La Sylphe signed with Martin Beck, general manager of the Orpheum Circuit, for a tour in 1908. She debuted in Oakland, California in March. She danced at Keith & Proctor's Harlem Opera House at 125th Street in Harlem under the watchful eye of a New York City police lieutenant and a squad of plainclothesmen, in July 1908. Her repertoire began with a pirouette called the dance classical. This was a classic toe dance. During her Parisian gigolette she appeared sans tights. While she readied for the Dance Salome, moving pictures of her performances were shown on a white screen. Men mostly remained in their seats at this time while females in the audience often made a rush for fresh air. James J. Corbett, giving a monologue, was also on the bill, as were Bedini and Arthur, who did a burlesque of La Sylphe. On July 20 La Sylphe altered her routine a bit. Instead of a toe dance she carried out a Spanish castanet dance in costume, which earned her an enthusiastic response from the audience. The following week she was at the Fifth Avenue Theatre. There she extended the length of her Salome dance, which was embellished by the addition of scenery. The head of John the Baptist was not featured in the new show. Instead, the stage included a desert scene depicting a monolith, in front of which incense was burning.

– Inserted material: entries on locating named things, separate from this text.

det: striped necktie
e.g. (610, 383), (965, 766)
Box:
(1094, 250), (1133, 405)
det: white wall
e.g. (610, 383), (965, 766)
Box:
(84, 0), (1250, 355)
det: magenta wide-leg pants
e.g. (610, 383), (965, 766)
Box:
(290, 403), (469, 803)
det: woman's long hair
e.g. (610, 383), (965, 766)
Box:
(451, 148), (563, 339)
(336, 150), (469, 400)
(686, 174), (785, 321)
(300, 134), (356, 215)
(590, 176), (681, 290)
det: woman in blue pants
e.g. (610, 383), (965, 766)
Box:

Joseph M. Gaites signed La Sylphe to tour with the Follies of 1907 for a period of thirty-five weeks at the end of July 1908. Returning to Keith & Proctor's in early August, she added a
new dance called The Devil to her repertoire.

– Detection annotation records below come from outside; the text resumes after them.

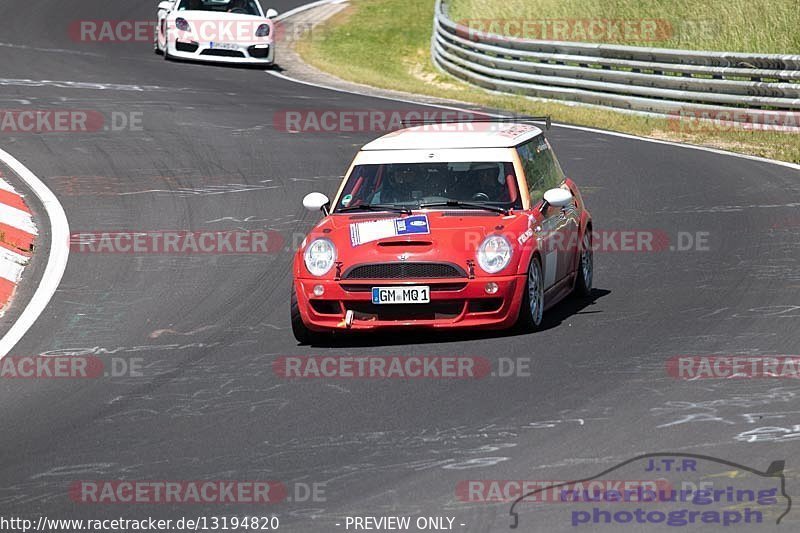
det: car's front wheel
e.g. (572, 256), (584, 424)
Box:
(517, 256), (544, 332)
(164, 31), (171, 60)
(575, 228), (594, 296)
(290, 287), (323, 344)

La Sylphe was in the cast of George White's Scandals of 1919. The show was a revue in two acts with eighteen scenes. White was among the players, as was dancer Ann Pennington.

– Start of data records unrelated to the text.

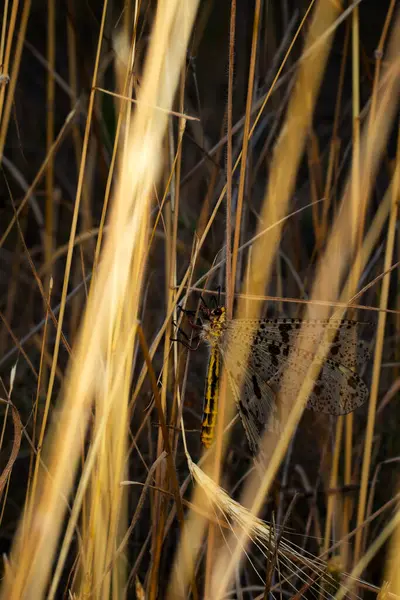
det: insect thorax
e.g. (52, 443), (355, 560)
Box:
(200, 306), (227, 346)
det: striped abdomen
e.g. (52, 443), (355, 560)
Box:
(201, 346), (221, 448)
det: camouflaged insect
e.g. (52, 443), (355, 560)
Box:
(195, 305), (369, 454)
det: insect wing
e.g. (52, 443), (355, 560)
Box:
(229, 318), (370, 370)
(221, 319), (368, 453)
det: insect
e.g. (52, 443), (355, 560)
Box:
(180, 301), (369, 454)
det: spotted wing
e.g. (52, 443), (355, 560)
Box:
(226, 366), (281, 456)
(229, 318), (370, 370)
(222, 321), (368, 453)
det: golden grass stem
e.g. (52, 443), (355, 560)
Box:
(354, 125), (400, 564)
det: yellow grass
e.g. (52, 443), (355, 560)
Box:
(0, 0), (400, 600)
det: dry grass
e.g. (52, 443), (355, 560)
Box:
(0, 0), (400, 599)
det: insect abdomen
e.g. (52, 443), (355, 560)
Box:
(201, 346), (221, 448)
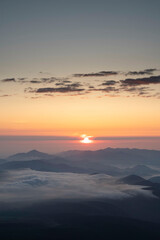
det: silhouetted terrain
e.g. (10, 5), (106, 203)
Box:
(0, 148), (160, 240)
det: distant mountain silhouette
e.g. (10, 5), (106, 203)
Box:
(148, 176), (160, 183)
(119, 175), (154, 186)
(124, 165), (159, 176)
(7, 150), (53, 161)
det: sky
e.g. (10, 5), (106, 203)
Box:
(0, 0), (160, 140)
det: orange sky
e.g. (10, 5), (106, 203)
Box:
(0, 88), (160, 137)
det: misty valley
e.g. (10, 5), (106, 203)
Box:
(0, 148), (160, 240)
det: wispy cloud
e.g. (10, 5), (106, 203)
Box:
(120, 76), (160, 86)
(1, 78), (16, 82)
(126, 68), (157, 76)
(73, 71), (118, 77)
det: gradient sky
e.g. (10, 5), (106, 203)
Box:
(0, 0), (160, 136)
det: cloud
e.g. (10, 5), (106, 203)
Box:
(101, 80), (117, 86)
(1, 78), (16, 82)
(0, 94), (12, 97)
(0, 170), (154, 203)
(126, 68), (157, 76)
(73, 71), (118, 77)
(120, 75), (160, 86)
(35, 86), (85, 93)
(30, 80), (42, 84)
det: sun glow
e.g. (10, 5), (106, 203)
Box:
(81, 135), (93, 143)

La Sylphe did an acrobatic dance for a summer evening in June. Scandals of 1920 was staged at the Globe Theatre (Lunt-Fontanne Theatre) and was a revue in two acts, with eighteen scenes. La Sylphe provided a contortionist routine in the first half of the show. Other noteworthy players were Pennington, White, Lou Holtz, and Lester Allen. Music for the summer 1920 presentation was by George Gershwin, with lyrics by Arthur Jackson. La Sylphe was also a part of the Greenwich Village Follies.

==Ballerina==
She was a guest artist at Carnegie Hall in April 1928. The Dance Art Society, a cooperative producing organization, included thirty of its members in the featured ballet, entitled The Mills of the Gods. She danced in a diminutive harlequinade and a Beardsleyesque composition called The Faun and the Peacock. La Sylphe was the ballerina of the American Ballet Guild in 1930. At the same time Ariel Millais was ballet master.

==Death==
Edith Lambelle Langerfeld died at the age of 85 on December 20, 1968, at Greenwich, Connecticut.